Any help you can give would be appreciate. Let me know if there is any additional information needed.
Still working with support on this. Starting to get pressure since it's been going on so long.
Made multiple changes to ulimits(now 32000soft, 64000hard), MaxQueuesize 256MB, inicrclength (500, or 700), and a host of other settings.
rSyslog is now rotating logs more frequently so the file size is much lower.
A bad workaround we are using now is a Cron job that restarts splunkforwarder.service when the opened files size hit a certain limit. We did this workaround because when the forwarder stops sending data, it is still opening and holding open files. Between 5k-6k open files is about when the forwarder stops sending data.
I am having the exact same issue regarding folder monitoring on a few on my UFs (not the others though oddly enough) and searching through the splukd and metrics logs there are no errors or warnings. It's so odd, but as soon as I restarted the forwarders I got all the logs and the backlog of logs.
My issue ended up being a problem with my inputs.conf file. The Universal Forwarder is on a logserver and has a rather large inputs.conf file.

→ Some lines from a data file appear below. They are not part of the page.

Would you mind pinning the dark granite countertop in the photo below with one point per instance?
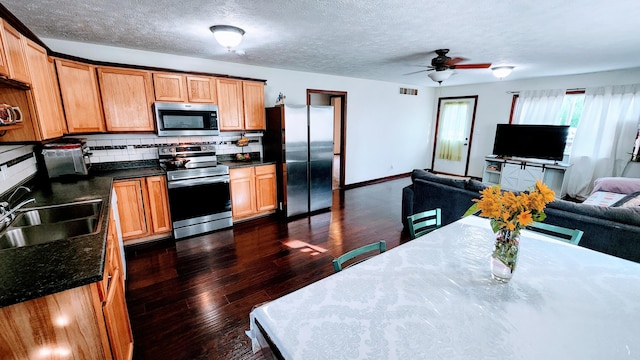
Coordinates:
(239, 164)
(34, 271)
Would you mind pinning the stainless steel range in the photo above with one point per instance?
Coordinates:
(198, 187)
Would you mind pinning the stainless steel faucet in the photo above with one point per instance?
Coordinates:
(7, 213)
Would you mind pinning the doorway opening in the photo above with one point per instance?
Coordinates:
(337, 99)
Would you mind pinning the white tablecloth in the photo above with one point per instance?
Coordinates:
(433, 298)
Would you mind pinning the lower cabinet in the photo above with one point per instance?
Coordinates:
(143, 206)
(89, 321)
(253, 191)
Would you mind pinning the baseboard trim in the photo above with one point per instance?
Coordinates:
(376, 181)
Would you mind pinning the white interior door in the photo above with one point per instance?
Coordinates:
(453, 135)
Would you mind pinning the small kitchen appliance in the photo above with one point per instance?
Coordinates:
(69, 157)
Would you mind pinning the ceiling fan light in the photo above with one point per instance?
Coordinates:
(227, 35)
(440, 76)
(502, 71)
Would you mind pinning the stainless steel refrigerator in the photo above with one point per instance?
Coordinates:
(300, 139)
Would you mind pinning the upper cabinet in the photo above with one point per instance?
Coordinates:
(14, 48)
(46, 95)
(127, 99)
(202, 89)
(241, 105)
(185, 88)
(80, 97)
(230, 111)
(169, 87)
(254, 112)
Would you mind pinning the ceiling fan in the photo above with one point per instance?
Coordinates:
(444, 66)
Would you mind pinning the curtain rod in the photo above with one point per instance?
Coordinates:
(568, 90)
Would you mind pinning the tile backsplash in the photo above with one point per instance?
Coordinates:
(130, 147)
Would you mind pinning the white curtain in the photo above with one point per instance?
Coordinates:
(604, 137)
(539, 107)
(451, 132)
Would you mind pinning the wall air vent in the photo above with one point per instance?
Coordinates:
(406, 91)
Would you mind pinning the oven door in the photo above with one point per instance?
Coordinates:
(199, 205)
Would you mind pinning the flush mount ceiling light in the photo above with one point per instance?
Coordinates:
(502, 71)
(440, 76)
(227, 35)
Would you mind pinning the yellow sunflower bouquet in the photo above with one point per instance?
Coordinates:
(511, 212)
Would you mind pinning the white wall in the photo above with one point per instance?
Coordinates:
(387, 133)
(494, 103)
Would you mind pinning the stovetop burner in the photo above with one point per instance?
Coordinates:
(197, 156)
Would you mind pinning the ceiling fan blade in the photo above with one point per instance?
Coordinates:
(472, 66)
(419, 71)
(454, 61)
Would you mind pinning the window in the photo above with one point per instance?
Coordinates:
(569, 114)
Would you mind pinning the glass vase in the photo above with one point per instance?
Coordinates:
(505, 255)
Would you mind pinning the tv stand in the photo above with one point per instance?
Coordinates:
(519, 174)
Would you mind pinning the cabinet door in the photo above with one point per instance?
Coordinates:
(169, 87)
(4, 65)
(116, 318)
(230, 110)
(254, 112)
(131, 208)
(243, 191)
(46, 94)
(202, 89)
(15, 52)
(158, 204)
(127, 97)
(80, 96)
(266, 198)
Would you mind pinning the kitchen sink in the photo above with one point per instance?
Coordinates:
(57, 213)
(40, 234)
(51, 223)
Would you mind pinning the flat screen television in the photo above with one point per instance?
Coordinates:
(531, 141)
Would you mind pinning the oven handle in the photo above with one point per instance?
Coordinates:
(198, 181)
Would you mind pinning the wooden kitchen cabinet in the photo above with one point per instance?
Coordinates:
(241, 105)
(253, 191)
(80, 97)
(14, 46)
(158, 204)
(202, 89)
(230, 108)
(46, 94)
(143, 206)
(127, 99)
(169, 87)
(254, 112)
(4, 64)
(90, 320)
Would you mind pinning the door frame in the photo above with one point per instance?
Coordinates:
(343, 126)
(473, 120)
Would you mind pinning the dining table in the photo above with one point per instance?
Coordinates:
(433, 298)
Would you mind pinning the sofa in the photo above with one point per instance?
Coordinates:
(611, 230)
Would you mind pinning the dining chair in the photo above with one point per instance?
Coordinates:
(424, 222)
(571, 236)
(378, 247)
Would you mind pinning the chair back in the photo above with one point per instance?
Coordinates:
(424, 222)
(378, 247)
(571, 236)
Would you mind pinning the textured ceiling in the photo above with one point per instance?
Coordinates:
(380, 40)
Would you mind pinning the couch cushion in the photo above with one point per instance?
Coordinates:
(630, 216)
(475, 185)
(425, 175)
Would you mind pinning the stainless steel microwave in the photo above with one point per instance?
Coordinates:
(180, 119)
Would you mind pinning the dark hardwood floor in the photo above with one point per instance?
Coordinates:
(190, 299)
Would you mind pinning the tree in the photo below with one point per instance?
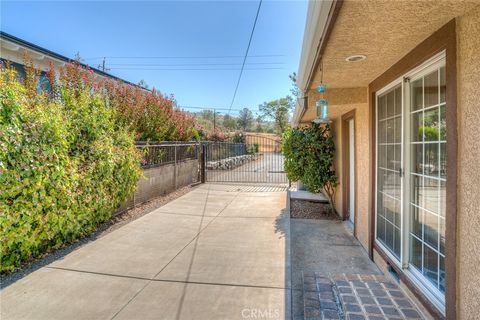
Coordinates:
(309, 157)
(245, 119)
(229, 122)
(279, 111)
(259, 127)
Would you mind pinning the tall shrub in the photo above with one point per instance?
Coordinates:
(309, 156)
(65, 165)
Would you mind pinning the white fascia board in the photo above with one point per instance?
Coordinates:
(317, 20)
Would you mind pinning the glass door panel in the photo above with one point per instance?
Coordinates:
(427, 176)
(389, 169)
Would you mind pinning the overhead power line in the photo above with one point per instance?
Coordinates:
(246, 55)
(191, 64)
(184, 57)
(195, 69)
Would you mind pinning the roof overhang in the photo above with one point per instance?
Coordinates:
(321, 16)
(13, 49)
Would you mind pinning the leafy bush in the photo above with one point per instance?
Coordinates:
(65, 166)
(309, 157)
(149, 114)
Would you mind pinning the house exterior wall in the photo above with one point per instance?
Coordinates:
(341, 101)
(468, 182)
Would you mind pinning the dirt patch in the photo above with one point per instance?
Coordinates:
(117, 221)
(304, 209)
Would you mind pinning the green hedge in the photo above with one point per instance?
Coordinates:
(64, 167)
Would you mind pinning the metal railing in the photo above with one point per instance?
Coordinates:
(222, 150)
(161, 153)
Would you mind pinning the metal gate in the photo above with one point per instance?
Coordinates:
(256, 159)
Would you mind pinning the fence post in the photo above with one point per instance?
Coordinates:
(175, 168)
(202, 163)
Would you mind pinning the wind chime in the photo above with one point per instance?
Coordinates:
(322, 104)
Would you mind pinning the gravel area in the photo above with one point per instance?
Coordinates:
(116, 222)
(303, 209)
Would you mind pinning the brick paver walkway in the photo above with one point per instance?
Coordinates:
(354, 297)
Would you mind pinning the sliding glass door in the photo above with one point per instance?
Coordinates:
(389, 169)
(411, 174)
(428, 175)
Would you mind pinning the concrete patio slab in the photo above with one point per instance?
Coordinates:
(239, 251)
(59, 294)
(168, 300)
(197, 204)
(214, 267)
(267, 206)
(324, 246)
(140, 249)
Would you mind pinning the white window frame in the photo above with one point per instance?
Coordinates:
(431, 292)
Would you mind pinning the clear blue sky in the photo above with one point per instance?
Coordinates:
(174, 29)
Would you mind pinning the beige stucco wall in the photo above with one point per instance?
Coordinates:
(341, 101)
(468, 201)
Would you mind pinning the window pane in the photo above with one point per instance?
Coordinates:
(431, 229)
(416, 253)
(389, 208)
(397, 214)
(398, 130)
(443, 197)
(390, 131)
(389, 234)
(442, 84)
(417, 126)
(381, 228)
(416, 221)
(431, 89)
(417, 94)
(442, 235)
(381, 107)
(390, 101)
(443, 160)
(380, 207)
(443, 123)
(382, 156)
(430, 125)
(390, 157)
(416, 190)
(430, 265)
(431, 158)
(431, 195)
(398, 100)
(389, 183)
(396, 242)
(417, 158)
(441, 285)
(382, 131)
(397, 164)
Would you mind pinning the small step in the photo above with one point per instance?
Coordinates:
(308, 196)
(354, 296)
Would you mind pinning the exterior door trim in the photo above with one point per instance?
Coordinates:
(346, 168)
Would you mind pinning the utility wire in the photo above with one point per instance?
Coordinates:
(191, 64)
(193, 69)
(246, 55)
(184, 57)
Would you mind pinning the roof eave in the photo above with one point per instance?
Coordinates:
(321, 17)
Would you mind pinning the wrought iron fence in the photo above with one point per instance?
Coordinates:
(222, 150)
(156, 154)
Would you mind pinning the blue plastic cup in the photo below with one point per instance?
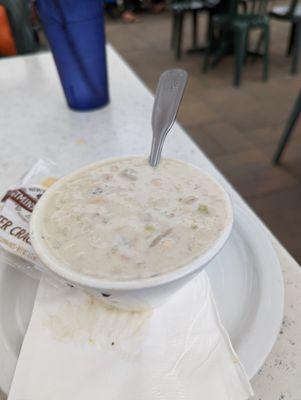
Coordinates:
(75, 32)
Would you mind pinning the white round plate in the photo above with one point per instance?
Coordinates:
(247, 283)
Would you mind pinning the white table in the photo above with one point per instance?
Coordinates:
(35, 123)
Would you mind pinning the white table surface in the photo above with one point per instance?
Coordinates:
(35, 123)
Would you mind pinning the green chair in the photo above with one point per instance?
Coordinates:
(18, 12)
(181, 8)
(288, 129)
(291, 13)
(239, 24)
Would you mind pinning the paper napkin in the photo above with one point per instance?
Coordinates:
(77, 348)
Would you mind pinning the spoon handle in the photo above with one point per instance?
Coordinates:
(168, 97)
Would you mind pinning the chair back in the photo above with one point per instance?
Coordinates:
(257, 7)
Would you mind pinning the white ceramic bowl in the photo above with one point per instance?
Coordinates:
(137, 294)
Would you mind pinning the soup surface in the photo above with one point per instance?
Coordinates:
(124, 220)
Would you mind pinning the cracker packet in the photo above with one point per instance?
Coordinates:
(16, 207)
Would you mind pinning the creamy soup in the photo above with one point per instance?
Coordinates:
(124, 219)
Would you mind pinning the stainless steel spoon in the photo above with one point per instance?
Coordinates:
(168, 97)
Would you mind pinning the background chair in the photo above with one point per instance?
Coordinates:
(254, 15)
(179, 10)
(292, 14)
(288, 129)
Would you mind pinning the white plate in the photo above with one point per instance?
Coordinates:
(246, 279)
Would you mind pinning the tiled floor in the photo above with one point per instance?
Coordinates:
(237, 128)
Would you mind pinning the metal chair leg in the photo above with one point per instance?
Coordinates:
(240, 53)
(194, 29)
(291, 39)
(210, 38)
(296, 49)
(288, 130)
(266, 43)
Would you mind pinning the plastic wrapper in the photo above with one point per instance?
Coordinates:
(16, 207)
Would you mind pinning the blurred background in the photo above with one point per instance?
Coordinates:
(243, 60)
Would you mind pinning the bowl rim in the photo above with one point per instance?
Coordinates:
(55, 266)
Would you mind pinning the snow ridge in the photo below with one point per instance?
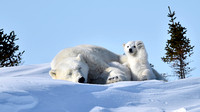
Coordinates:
(31, 89)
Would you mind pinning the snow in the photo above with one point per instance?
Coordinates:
(31, 89)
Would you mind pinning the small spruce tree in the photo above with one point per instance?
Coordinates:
(8, 50)
(178, 48)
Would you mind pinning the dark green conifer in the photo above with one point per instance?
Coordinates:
(178, 48)
(8, 50)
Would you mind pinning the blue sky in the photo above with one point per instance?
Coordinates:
(44, 27)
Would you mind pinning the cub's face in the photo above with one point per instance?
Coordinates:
(132, 47)
(72, 69)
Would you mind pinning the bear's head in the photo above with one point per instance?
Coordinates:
(72, 69)
(132, 47)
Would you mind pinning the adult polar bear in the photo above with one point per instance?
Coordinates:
(88, 63)
(137, 61)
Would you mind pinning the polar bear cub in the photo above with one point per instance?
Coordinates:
(116, 72)
(137, 60)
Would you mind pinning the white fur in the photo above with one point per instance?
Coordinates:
(137, 59)
(86, 61)
(116, 72)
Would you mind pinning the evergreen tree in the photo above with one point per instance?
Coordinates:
(178, 48)
(8, 49)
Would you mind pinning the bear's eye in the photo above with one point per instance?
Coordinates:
(79, 68)
(70, 73)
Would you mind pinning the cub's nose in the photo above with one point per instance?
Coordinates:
(130, 50)
(81, 80)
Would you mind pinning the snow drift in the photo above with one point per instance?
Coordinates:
(31, 89)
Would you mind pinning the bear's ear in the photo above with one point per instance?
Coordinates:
(52, 73)
(124, 45)
(79, 57)
(139, 44)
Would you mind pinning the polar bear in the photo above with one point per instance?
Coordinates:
(114, 73)
(83, 63)
(137, 60)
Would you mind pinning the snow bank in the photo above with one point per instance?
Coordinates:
(31, 89)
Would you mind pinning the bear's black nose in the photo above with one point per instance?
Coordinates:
(81, 80)
(130, 50)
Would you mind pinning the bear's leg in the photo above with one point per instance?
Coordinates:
(147, 75)
(116, 75)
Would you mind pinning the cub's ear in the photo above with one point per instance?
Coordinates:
(139, 44)
(52, 73)
(79, 57)
(124, 45)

After working with Splunk support and my Linux team for about two weeks I ended up going my own route one night.
I commented out every entry in my inputs.conf file, and Uncommented them one at a time and restarted the forwarder. The first 3-4 that were "turned back on" worked fine, continuously sent data with no issues. I believe it was the 5th entry, that when uncommented, started causing the issue again. It turned out to be a chance I needed to make in a wildcard in one of my inputs.conf lines. It was a "..." instead of a "*". Not sure why this made a difference, or what changed to cause the problem, since it had been working for months. Regardless, after I made this change, I still went one by one uncommenting each line of the inputs file. I ran into no other issue.
This one wildcard issue was the cause of my forwarder not to work. it ran through the first 3-4 without issues then would hit that specific line and it would not move beyond that point in in the inputs file. This explained my burst of data then nothing. Coming up on a year with no issues since the correction was made.
Mine is similar but different. I'm monitoring a log server too but it's only one monitoring stanza and there are no subdirectories in this folder, only the rolling log files. If Splunk Support can't help me I'll try the ... but I don't think it will work in the same way.
... means look for all subdirectories
* means look files (dirs) which match to * but not recurse subdirectories.
Maybe someone has created "some" recursive subdirectories with lot of files?
Do you find any issues in the metrics logs?
Please look for any WARN | ERROR level messages in the metrics.log. There might be some blocked queues preventing forwarding of data.
You can find the blocked queues using below grep pattern on metrics.log
tail -f $SPLUNK_HOME/var/log/splunk/metrics.log | grep "blocked=true"
If you find any queues blocked, we need a fix there.